The elephant is the only animal that cannot jump.
The Arlington National Cemetary cannot find an unknown soldier to occupy the fourth Tomb of the Unknown Soldier, which is dedicated to the men who died in Vietnam. Military identification- –ranging from X-rays to fingerprints to dental records — has become so sophisticated that there are no unknown remains that might be eligible for the Tomb.
A cheetah can jump from a standstill to 45 miles per hour in two seconds — an acceleration rate that cannot be matched by even the fastest dragsters.
Adolf Hitler owned nine thousand acres of land in Colorado. When it was discovered in 1942 that Hitler had inherited title to the land from relatives in Germany, it was being used by ranchers as grazing land.

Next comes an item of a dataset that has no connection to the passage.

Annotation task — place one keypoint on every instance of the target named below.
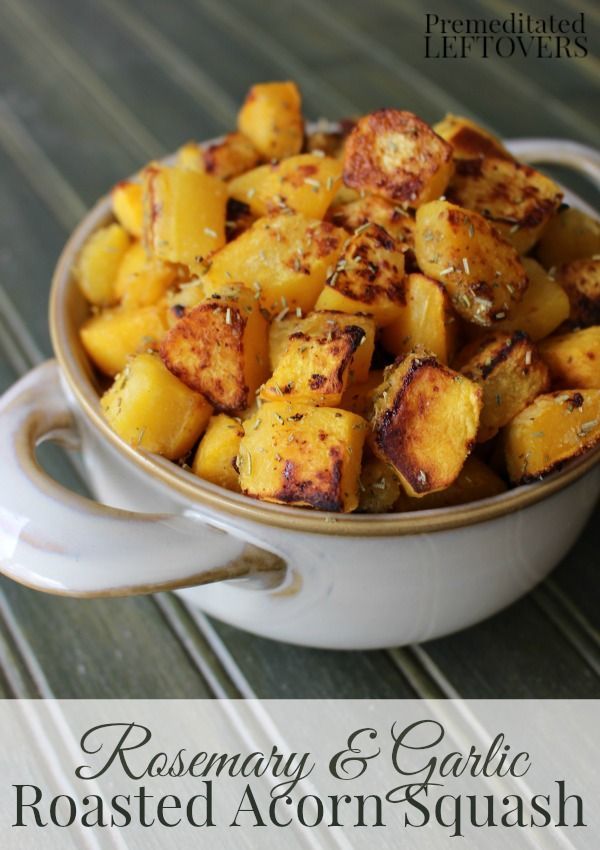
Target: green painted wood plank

Harry Houdini was the first person to fly an airplane in the continent of Australia.
Before the Civil War, Lincoln offered the command of the Northern forces to Robert E. Lee.

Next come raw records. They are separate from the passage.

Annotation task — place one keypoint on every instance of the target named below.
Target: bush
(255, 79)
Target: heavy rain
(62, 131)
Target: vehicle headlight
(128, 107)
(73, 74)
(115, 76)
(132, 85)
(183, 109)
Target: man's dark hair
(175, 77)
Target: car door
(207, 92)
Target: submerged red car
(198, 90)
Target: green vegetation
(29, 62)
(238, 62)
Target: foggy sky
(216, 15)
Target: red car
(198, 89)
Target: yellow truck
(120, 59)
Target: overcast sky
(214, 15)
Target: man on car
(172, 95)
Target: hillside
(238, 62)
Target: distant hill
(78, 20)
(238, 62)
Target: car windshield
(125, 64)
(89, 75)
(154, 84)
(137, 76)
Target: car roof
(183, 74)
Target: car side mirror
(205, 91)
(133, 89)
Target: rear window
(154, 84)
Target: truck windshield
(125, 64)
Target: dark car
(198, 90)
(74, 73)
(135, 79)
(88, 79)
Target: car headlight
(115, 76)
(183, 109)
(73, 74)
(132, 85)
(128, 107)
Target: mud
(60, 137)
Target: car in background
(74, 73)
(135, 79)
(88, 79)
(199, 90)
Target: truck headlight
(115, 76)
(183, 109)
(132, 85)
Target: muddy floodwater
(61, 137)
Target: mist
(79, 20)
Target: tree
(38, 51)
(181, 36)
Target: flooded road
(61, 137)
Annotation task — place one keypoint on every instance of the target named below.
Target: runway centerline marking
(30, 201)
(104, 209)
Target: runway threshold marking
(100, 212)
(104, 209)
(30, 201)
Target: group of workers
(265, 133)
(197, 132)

In the 1840’s, two New Englanders named Pettygrove and Lovejoy acquired a large tract of land in Oregon on which they planned to build a city. When the first settlers began to build, they were unable to agree on a name for their city. Lovejoy wanted Boston while Pettygrove wanted Portland. Finally, they flipped a coin. Pettygrove won.

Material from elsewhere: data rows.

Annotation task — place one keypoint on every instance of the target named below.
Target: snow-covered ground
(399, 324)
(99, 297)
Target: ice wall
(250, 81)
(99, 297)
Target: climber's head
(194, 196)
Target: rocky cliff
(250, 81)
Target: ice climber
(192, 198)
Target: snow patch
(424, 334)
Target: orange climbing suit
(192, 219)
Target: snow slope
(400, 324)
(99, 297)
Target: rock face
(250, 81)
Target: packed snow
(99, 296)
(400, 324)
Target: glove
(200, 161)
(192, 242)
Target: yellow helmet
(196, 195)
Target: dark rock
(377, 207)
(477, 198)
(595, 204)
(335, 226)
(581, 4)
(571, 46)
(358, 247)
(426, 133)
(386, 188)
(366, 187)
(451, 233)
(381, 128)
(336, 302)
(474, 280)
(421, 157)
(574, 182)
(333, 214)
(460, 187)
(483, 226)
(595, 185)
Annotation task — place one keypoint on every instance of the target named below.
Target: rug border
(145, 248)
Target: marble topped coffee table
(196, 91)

In 1818, Easter was observed on the wrong day. The formula for calculating when Easter will fall was established nearly seventeen centuries ago; it is the first Sunday following the first full moon after the spring equinox. Astronomers made a mistake in their calculationsin 1818, and the Christian world celebrated Easter on the wrong Sunday.
Corn is incapable of reproducing itself in the wild.
Wild rice is not wild. Nor is it rice.
The song "You Are My Sunshine" was written by James Davis — who also served as Louisiana’s governor for eight years.
Midway Island is so named because it is the nearest body of land to the geographic center of the Pacific.
Blackboard chalk is not made of chalk.It is made from plaster of Paris — which, incidentally, is rarely made in Paris.
The five interlocking Olympic Rings are colored black, blue, red, white, and yellow because at least one of those colors appears in every national flag in the world.
Who was conceived in the Immaculate Conception? The Immaculate Conception does not refer to Jesus in his mother Mary, as many think. It refers to the conception of Mary in her mother Saint Anne.
A bare-breasted woman caused a ten-car collision when she drove along the Hollywood Freeway in an open convertible. The incident was reported in a local newspaper with the following headline: "Bares 2, Rams 10."
An ear of corn will almost always contain an even number of rows — usually twelve, fourteen, or sixteen. An ear with an odd number of rows is rarer than a four-leaf clover.